Polymorphism is a known phenomenon among pharmaceutical substances. It is commonly defined as the ability of any substance to exist in two or more crystalline phases that have a different arrangement and/or conformation of the molecules in the crystal lattice. Different polymorphic forms of the same pharmaceutically active moiety also differ in their physical properties such as melting point, solubility, chemical reactivity, etc. These properties may also appreciably influence pharmaceutical properties such as dissolution rate and bioavailability.
Further, the discovery of new polymorphic forms and solvates of an active pharmaceutical ingredient provides broader scope to a formulation scientist for formulation optimization, for example by providing a product with different properties, e.g., better processing or handling characteristics, improved dissolution profile, or improved shelf-life. For at least these reasons, there is a need for polymorphs of Pitavastatin salts such as Pitavastatin sodium.
New polymorphic forms and hydrates and/or solvates of a pharmaceutically acceptable salt of Pitavastatin can also provide an opportunity to improve the performance characteristics of a pharmaceutical product.
Therefore, there is a scope to prepare novel polymorphic forms of Pitavastatin sodium and hydrates and/or solvates.
Example-1: Preparation of Pitavastatin Sodium (Form-I)
A mixture of 40.0 gm Pitavastatin acid and 120 ml water was cooled to 15-20 °C temperature. Thereafter aqueous solution of sodium hydroxide (4.0 gm) in water (20 ml) was added to the reaction mixture. The reaction mixture was stirred for 30-45 min at 15-20 °C temperature. Ethyl acetate (80ml) was added into the reaction mixture at 15-20 °C temperature, stirred for 15-20 min and the layers were separated. The aqueous layer was filtered and acetonitrile (1200 ml) was gradually added to the aqueous layer under stirring till the precipitation was completed. The reaction mixture was cooled to 5-8 °C temperature and stirred for 2-3 hours at 5-8 °C temperature. The precipitated solid was filtered, washed with acetonitrile (40ml) and dried at 45-50 °C temperature under vacuum for 10-12 hours to afford the title compound (28.0 gm).
Yield (w/w): 0.70 (66.0%)
HPLC purity: 99.70 %
Example-2: Preparation of Pitavastatin Sodium (Form-II)

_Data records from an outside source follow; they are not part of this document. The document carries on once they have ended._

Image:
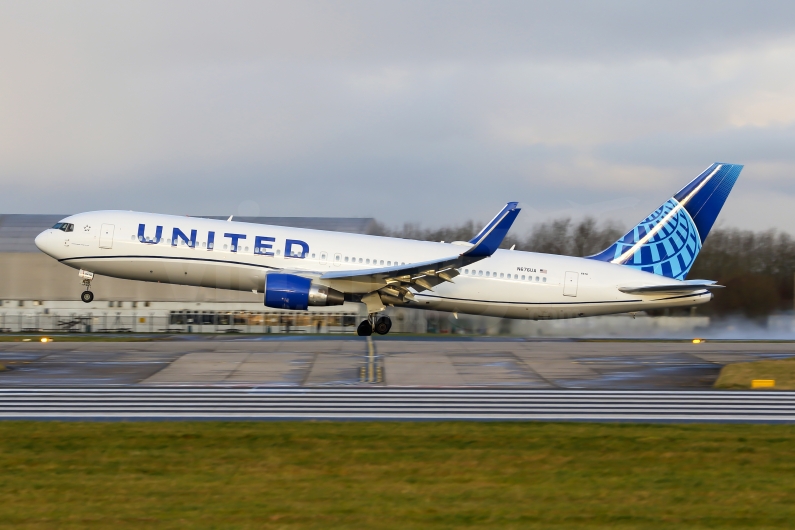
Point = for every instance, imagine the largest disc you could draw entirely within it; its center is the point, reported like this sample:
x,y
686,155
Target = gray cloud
x,y
413,111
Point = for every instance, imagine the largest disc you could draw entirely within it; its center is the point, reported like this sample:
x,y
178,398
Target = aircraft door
x,y
106,236
570,284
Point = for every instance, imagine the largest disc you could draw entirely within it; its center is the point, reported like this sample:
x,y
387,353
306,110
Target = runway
x,y
143,403
346,362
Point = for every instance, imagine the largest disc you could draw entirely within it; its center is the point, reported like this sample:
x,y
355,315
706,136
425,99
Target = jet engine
x,y
290,291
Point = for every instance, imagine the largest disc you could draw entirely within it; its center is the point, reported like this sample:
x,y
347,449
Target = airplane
x,y
297,268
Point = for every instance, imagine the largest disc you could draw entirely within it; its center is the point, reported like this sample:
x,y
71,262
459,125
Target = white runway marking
x,y
394,404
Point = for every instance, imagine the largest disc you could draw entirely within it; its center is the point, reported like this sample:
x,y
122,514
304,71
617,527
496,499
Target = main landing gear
x,y
382,326
87,296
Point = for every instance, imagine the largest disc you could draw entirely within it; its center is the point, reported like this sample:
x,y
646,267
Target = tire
x,y
383,325
364,329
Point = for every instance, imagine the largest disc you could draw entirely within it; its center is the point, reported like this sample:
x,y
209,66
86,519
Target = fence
x,y
176,322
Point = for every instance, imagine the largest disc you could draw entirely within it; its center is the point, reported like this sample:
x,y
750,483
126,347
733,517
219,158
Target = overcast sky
x,y
430,112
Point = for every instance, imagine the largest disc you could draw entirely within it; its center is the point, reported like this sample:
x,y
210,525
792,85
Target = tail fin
x,y
668,241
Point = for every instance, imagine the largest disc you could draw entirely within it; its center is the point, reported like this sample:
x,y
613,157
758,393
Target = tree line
x,y
757,268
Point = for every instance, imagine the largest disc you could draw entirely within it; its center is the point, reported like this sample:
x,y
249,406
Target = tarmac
x,y
393,362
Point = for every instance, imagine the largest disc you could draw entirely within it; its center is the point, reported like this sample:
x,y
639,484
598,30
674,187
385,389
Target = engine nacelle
x,y
289,291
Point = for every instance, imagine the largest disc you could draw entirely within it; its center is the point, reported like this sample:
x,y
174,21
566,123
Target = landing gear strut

A mixture of 40.0 gm of Pitavastatin acid and 120 ml of water was cooled to 15-20°C temperature under stirring. Thereafter aqueous solution of sodium hydroxide (4.0 gm) in water (20 ml) was added to the reaction mixture. The reaction mixture was stirred for 30-45 min at 15-20 °C temperature. Ethyl acetate (80ml) was added to the reaction mixture at 15-20 °C temperature, stirred for 15-20 min and the layers were separated. The aqueous layer was filtered and acetonitrile (1200 ml) was gradually added to the aqueous layer under stirring till the precipitation was completed. The reaction mixture was cooled to 5-8 °C temperature and stirred for 2-3 hours at 5-8 °C temperature. The precipitated solid was filtered, washed with acetonitrile (40ml) and dried at 45-50 °C temperature under vacuum for 10-12 hours and kept in a petri dish at 25-30 °C and 60 ± 5 RH (relative humidity) for 18-24 hours to afford the title compound (31.6 gm).
Yield (w/w): 0.79 (65.8%)
HPLC purity: 99.70 %
Example-3: Preparation of Pitavastatin Sodium Amorphous
Pitavastatin sodium (3.0 gm) and ethanol (60 ml) were taken in a round bottomed flask at 25-30 °C temperature. The reaction mixture was filtered and the solvent was distilled off on rotatory evaporator under vacuum maintaining bath temperature at 45-50 °C temperature. Thereafter the reaction mixture was degassed under vacuum for 2-3 hours to afford the title compound (2.8gm).